Bajo el imperio de los astros
Domina el aire una quietud contagiosa, como la misma influenza. Desde el viernes pasado hay menos gente andando por la calle, caminando, en bicicleta. El tránsito se ha vuelto apacible y una modorra general adormece lo mismo a los perros que a sus dueños. Pero más no se ve, ni se nota más tribulación que un matiz en el ruido diario. Mañana tampoco habrá clases en ninguna escuela. Ni en toda la semana. Ni en todo el país.
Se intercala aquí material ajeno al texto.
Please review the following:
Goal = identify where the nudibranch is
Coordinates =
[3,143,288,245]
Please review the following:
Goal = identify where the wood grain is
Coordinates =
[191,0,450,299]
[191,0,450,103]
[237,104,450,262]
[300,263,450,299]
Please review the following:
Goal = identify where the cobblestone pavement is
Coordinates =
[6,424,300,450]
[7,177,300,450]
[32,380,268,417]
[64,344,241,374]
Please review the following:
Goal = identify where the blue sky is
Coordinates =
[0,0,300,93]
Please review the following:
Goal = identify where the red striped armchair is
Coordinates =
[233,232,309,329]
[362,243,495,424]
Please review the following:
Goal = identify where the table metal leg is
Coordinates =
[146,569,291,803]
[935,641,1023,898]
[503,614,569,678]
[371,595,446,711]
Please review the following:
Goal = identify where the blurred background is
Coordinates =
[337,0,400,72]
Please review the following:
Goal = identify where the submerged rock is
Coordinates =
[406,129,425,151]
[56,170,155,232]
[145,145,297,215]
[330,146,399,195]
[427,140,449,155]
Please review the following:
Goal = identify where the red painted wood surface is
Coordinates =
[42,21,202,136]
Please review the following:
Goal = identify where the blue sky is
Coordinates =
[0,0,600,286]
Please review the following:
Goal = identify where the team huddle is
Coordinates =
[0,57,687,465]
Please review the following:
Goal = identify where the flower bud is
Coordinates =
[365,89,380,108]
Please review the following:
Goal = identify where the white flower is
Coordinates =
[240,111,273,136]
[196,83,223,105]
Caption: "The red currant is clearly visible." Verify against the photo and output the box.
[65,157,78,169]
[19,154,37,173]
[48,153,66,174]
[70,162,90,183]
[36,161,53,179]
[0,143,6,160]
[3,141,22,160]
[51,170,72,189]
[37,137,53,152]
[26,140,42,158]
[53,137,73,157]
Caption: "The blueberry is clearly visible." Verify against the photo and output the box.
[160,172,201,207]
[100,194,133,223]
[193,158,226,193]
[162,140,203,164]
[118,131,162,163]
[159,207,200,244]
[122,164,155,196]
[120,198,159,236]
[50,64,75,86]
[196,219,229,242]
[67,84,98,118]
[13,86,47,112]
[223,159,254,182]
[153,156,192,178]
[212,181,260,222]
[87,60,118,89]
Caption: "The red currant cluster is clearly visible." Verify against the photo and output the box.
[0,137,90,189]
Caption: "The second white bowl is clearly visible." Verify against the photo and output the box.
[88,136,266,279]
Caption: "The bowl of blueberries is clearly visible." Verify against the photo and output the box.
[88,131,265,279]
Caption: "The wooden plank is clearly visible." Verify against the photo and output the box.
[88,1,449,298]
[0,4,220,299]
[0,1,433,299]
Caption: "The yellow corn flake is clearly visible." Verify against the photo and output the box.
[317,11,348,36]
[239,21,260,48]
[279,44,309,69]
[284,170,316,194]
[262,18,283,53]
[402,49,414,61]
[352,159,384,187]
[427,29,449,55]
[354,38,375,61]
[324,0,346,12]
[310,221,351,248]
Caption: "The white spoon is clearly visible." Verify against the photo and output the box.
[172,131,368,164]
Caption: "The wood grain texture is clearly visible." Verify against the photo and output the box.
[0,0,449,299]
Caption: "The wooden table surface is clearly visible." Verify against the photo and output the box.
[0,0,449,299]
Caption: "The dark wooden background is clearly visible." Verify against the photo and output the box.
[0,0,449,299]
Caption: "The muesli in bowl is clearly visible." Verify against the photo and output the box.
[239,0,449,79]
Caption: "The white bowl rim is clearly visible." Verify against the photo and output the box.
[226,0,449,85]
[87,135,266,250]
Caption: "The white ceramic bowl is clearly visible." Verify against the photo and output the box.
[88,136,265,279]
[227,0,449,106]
Los niños retomaron las vacaciones de Pascua apenas cuatro días después de haber regresado a sus aulas. No faltan los que dan brincos en el parque. Pero tampoco hay cine, ni teatros, ni eventos culturales, ni reuniones masivas. El domingo el futbol se jugó sin gente en los estadios, la tele hubiera sido una bendita pecera silenciosa si los cronistas deportivos no se hubieran empeñado en gritar más que nunca. Sólo el Metro y los transportes públicos llevan a la gente cerca una de otra. Ahí sí todo el mundo se ha puesto un tapabocas. El Gobierno ha repartido millones, pero a los mortales comunes todavía nos espanta andar como espantajos con el esparadrapo.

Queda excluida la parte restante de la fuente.